Data Replication

Understand the models through which data is replicated across several nodes.

We'll cover the following...

Replication
Synchronous vs. asynchronous replication
Data replication models

Data is a valuable asset for an organization because it drives the entire business.

Data provides critical business insights into what’s important and what needs to be changed. Organizations also need to securely save and serve their clients’ data on demand. Timely access to the required data under varying conditions (including increasing reads and writes, disk and node failures, network and power outages, and others) is necessary to successfully run an online business.

We need the following characteristics from our data store:

Availability under faults (failure of one or more disks, nodes, network, or power outages).
Scalability (with increasing reads, writes, and other operations).
Performance (low latency and high throughput for the clients).

It’s challenging, or even impossible, to achieve the above characteristics on a single node.

Replication

Replication refers to keeping multiple copies of the data at various nodes (preferably geographically distributed) to achieve availability, scalability, and performance. In this lesson, we assume that a single node is enough to hold our entire data. We won’t use this assumption while discussing the partitioning of data in multiple nodes. Often, the concepts of replication and partitioning go together.

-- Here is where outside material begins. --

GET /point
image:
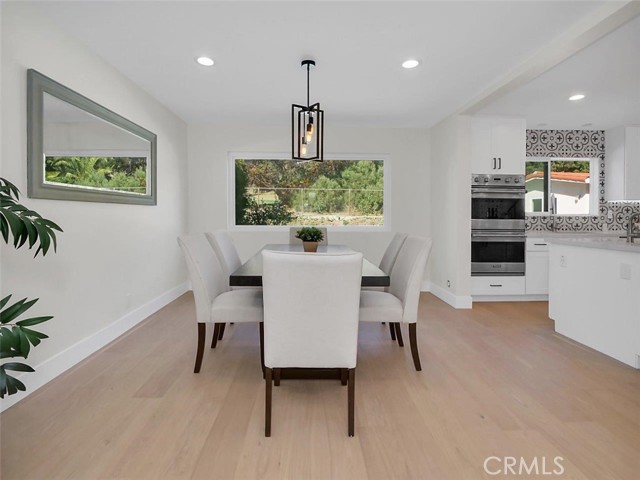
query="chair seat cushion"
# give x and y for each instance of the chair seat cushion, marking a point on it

Replication provides several key benefits for distributed systems:

Keeps data geographically close to your users, thus reducing access latency.
Allows the system to continue working even if some of its parts have failed, thus increasing availability.
Scales out the number of machines that can serve read queries, thus increasing read throughput.

However, with many benefits, like availability, replication comes with its complexities. Replication is relatively simple if the replicated data doesn’t require frequent changes. The main problem in replication arises when we have to maintain changes in the replicated data over time.

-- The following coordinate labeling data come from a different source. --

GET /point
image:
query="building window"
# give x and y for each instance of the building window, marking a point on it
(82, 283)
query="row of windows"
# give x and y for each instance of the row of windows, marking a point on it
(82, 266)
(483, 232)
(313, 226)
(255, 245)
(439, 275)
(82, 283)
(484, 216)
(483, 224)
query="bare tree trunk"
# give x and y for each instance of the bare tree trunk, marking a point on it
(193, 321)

If the data that you are replicating does not change over time, then the replication process is a one-time thing. Frequently changing data is a real challenge; it requires careful thinking about concurrency and all the things that can go wrong so that we can deal with the consequences of those faults.

Additional complexities that could arise due to replication are as follows:

How do we keep multiple copies of data consistent with each other?
How do we deal with failed replica nodes?
Should we replicate synchronously or asynchronously?
- How do we deal with replication lag in case of asynchronous replication?
How do we handle concurrent writes?
What consistency model needs to be exposed to the end programmers?

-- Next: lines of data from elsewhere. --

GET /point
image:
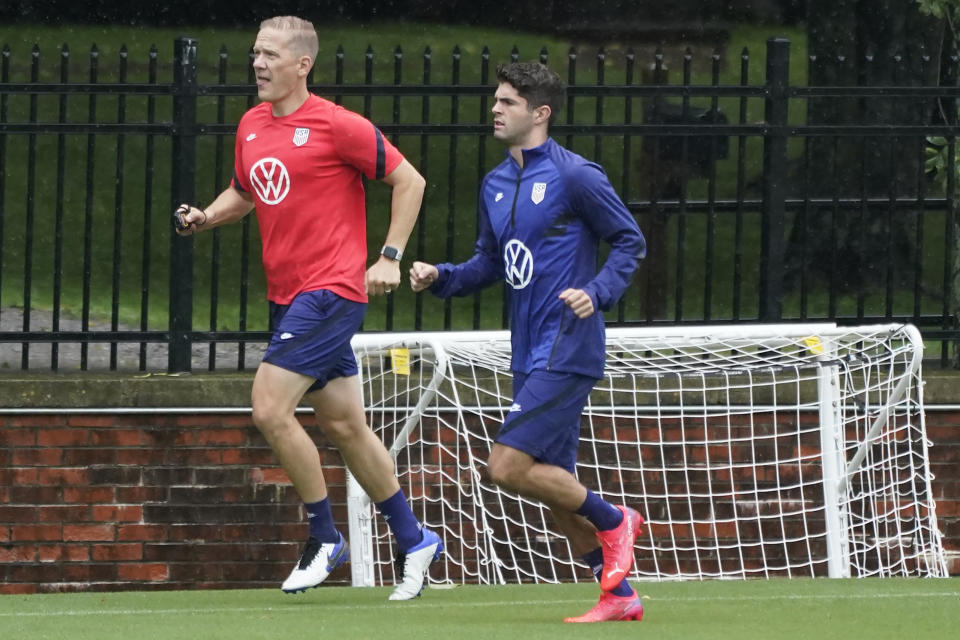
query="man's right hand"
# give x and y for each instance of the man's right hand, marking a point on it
(187, 219)
(422, 275)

We’ll explore the answer to these questions in this lesson.

Before we explain the different types of replication, let’s understand the synchronous and asynchronous approaches of replication.

Synchronous vs. asynchronous replication

There are two ways to disseminate changes to the replica nodes:

Synchronous replication
Asynchronous replication

In synchronous replication, the primary node waits for acknowledgments from secondary nodes to confirm that the data has been updated.

After receiving acknowledgment from all secondary nodes, the primary node reports success to the client. In asynchronous replication, the primary node doesn’t wait for acknowledgments from the secondary nodes and reports success to the client after updating itself. The advantage of synchronous replication is that all secondary nodes are completely up-to-date with the primary node.

However, there’s a disadvantage to this approach.

If one of the secondary nodes fails to acknowledge due to a network failure or fault, the primary node will be unable to acknowledge the client until it receives a successful acknowledgment from the crashed node. This causes high latency in the response from the primary node to the client. On the other hand, the advantage of asynchronous replication is that the primary node can continue its work even if all the secondary nodes are down.

However, if the primary node fails, the writes that weren’t copied to the secondary nodes will be lost.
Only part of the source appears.